In his well appointed apartment in one of the ritzy sections of Houston, the drama continued. Go to work, come back and I was ready. He brought home the food. By the end of the first month, I was pregnant. My husband was joyous, and I was too. He pampered me even more, but by the end of the 5th month, the pampering continued, but not in the direction I wanted it - I wanted my husband to screw the bejeesus out of me even at five months pregnant. It didn’t matter to me, if the baby wanted to stay and come out at the right time, and it was destined, I was sure it would. My husband started coming home tired, mind you I didn’t suspect him of deposting his juice somewhere elese. The continuous four-hour sex had gone, substituted with 10 minutes of abrupt ejaculation and then flaccid thing, unable to rise again.
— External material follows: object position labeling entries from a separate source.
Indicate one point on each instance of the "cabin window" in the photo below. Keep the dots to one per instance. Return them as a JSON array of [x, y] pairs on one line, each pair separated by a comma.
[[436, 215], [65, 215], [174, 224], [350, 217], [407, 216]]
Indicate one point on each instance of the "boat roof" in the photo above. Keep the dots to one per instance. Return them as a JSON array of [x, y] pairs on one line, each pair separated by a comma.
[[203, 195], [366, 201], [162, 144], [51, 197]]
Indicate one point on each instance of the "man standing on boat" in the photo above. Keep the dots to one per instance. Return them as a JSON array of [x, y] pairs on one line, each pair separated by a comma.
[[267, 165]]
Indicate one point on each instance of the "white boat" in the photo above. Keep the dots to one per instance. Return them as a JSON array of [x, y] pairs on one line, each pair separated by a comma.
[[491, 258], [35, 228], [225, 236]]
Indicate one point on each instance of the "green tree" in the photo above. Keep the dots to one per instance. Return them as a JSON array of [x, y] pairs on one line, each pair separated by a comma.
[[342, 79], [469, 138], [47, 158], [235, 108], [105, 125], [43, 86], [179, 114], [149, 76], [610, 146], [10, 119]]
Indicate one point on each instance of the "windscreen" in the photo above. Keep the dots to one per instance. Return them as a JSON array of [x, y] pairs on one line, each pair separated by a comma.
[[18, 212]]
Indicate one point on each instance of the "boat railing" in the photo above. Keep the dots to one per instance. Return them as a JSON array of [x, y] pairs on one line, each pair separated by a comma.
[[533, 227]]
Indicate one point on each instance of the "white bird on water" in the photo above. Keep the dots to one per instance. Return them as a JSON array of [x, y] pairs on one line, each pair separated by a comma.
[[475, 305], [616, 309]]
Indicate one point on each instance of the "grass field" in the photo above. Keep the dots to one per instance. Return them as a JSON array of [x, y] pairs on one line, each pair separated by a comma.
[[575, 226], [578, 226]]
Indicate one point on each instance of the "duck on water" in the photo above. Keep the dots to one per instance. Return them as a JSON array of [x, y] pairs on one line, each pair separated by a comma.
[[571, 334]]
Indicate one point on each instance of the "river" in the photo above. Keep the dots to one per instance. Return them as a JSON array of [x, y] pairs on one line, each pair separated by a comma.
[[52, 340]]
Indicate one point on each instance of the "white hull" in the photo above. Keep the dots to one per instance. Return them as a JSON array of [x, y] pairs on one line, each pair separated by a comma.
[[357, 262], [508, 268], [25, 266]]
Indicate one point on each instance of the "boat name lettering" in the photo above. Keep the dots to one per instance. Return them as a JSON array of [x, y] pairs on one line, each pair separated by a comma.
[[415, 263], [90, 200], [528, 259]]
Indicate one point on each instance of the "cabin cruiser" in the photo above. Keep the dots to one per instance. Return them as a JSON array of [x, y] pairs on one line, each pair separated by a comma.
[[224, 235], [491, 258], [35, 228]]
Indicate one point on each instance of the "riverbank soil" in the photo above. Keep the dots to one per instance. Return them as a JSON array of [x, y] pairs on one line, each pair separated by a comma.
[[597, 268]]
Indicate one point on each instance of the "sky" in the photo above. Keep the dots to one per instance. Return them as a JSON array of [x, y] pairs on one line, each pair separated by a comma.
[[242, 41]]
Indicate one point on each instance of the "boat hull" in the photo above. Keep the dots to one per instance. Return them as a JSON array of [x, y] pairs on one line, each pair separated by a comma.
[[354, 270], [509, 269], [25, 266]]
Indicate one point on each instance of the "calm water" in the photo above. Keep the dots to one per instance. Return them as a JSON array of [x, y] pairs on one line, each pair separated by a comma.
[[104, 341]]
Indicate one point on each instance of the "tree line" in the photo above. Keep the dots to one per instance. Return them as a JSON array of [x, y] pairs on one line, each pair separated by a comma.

After I had the baby, it even became worse.
Well, I don’t know how it happened. But one day, my husband’s friend who is our son’s godfather came to visit. He is just as handsome as my hubby, and well built. He and my husband seem to do things together, even buy the same kinds of clothes. But this day, he seemed to look at me in some kind of way, and I felt his eyes boring at my front. Suddenly he got up to go to the rest room, and after awhile I made an excuse to go and get something from the kitchen. That’s when I found the bathroom door open and I walked right in, and his man-hood was hardened. He bent me over, pushed down the undie I was wearing and jammed it inside me. I almost screamed. It didn’t last more than two minutes, but it was ecstasy.
I have two beautiful children for him now. Some times when he comes to visit, my husband and I jokingly chide him about not getting married. Well, throughout the two pregnancies, he never let up, nothing flaccid, it continues to stand like steel and he drives me craxy. If you are trying to judge me, forget it. You have your life and I have mine. My husband is happy and our boyfriend is happy. If my husband ever asks me whether I was cheating on him, will I tell - ‘nowhere, Jose!!’ Naija men are hacking their wives to death left and right in this God’s own country. So who wan die?